Document Intelligence
Info
This product is currently in beta and subject to change.
Overview
Document Intelligence accurately classifies any PDF document and extracts key information — all with exclusively in-memory processing and a zero-retention architecture that guarantees your sensitive data never leaves Switzerland.
Security and Data Privacy
GuardOS is committed to ensuring the security and privacy of your data. See Security and Data Privacy for more information.
How It Works
Document Intelligence Schema
Document Intelligence applies a multi-step, mixture of experts approach to extract key information from a given PDF document.
Step 1 - Pre-Processing
Each document undergoes an initial pre-processing stage to remove noise and optimize it for accurate classification.
This step includes textbox- and image-extraction. The textbox-position and size, textsize and the text itself are extracted. Any images inside the PDF are photometrically cleaned, geometrically normalized and denoised. The contrast and illumination are adapted. Then the image gets grayscaled, resized and morphological operations are applied.
Step 2 - Data Extraction
To deliver the most accurate results, each document is intelligently processed using a cutting-edge mixture-of-experts approach. Specialized models, ranging from machine learning and natural language processing to OCR and large language models, are strategically applied to specific tasks for maximum effectiveness.

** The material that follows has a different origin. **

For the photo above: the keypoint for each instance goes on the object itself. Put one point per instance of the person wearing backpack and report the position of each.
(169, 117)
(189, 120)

For instance, determining whether a document includes a signature is handled by a custom-trained computer vision model designed for high precision.
Step 3 - Post-Processing
In the post-processing phase, extracted information is verified, refined, and consolidated into a clean, standardized format.
This step ensures consistency across outputs by validating key data points, resolving ambiguities, and applying business logic as needed.
The result is structured, reliable information—ready for seamless integration into downstream systems or workflows.
Input File Formats
Document Intelligence supports the following input document file types:
- PDF (up to 15MB, unlimited pages)
Pricing
Pricing is based on expected volume. Please contact us for a quote.
Info
Clients are NOT charged for:
- Failed requests (e.g. invalid API key, invalid file type, etc.)
- Failed data processing (e.g. documents that are too large, documents that are not PDFs, etc.)
- Failed data extraction
- Documents classified as "other"
Supported Document Types
The Document Intelligence API currently supports the following document types:
| Document Type | Description |
|---|---|
| certificate_of_incorporation | Legal documents establishing the creation of a corporation |
| certificate_of_registration | Official registration certificates for businesses and entities |
| change_of_address | Documents recording official address changes for companies |
| change_of_name | Documents recording legal company name changes |
| commercial_register | Commercial registry extracts and business registrations |
| confirmation_statement | Annual statements confirming company details remain current |
| director_appointment | Documents recording the appointment of new company directors |
| director_resignation | Documents recording the resignation of company directors |
| dissolvement_of_lp | Documents related to the dissolution of limited partnerships |
| financial_statements | Company financial reports, balance sheets and profit/loss statements |
| loan_agreement | Financial loan contracts and credit agreements |
| register_of_shareholders | Records of company shareholders and their holdings |
| rental_agreement | Property rental and lease agreements |
| other | Documents not matching any of the above categories |
Preview Stage Document Types
The following document types are currently in preview.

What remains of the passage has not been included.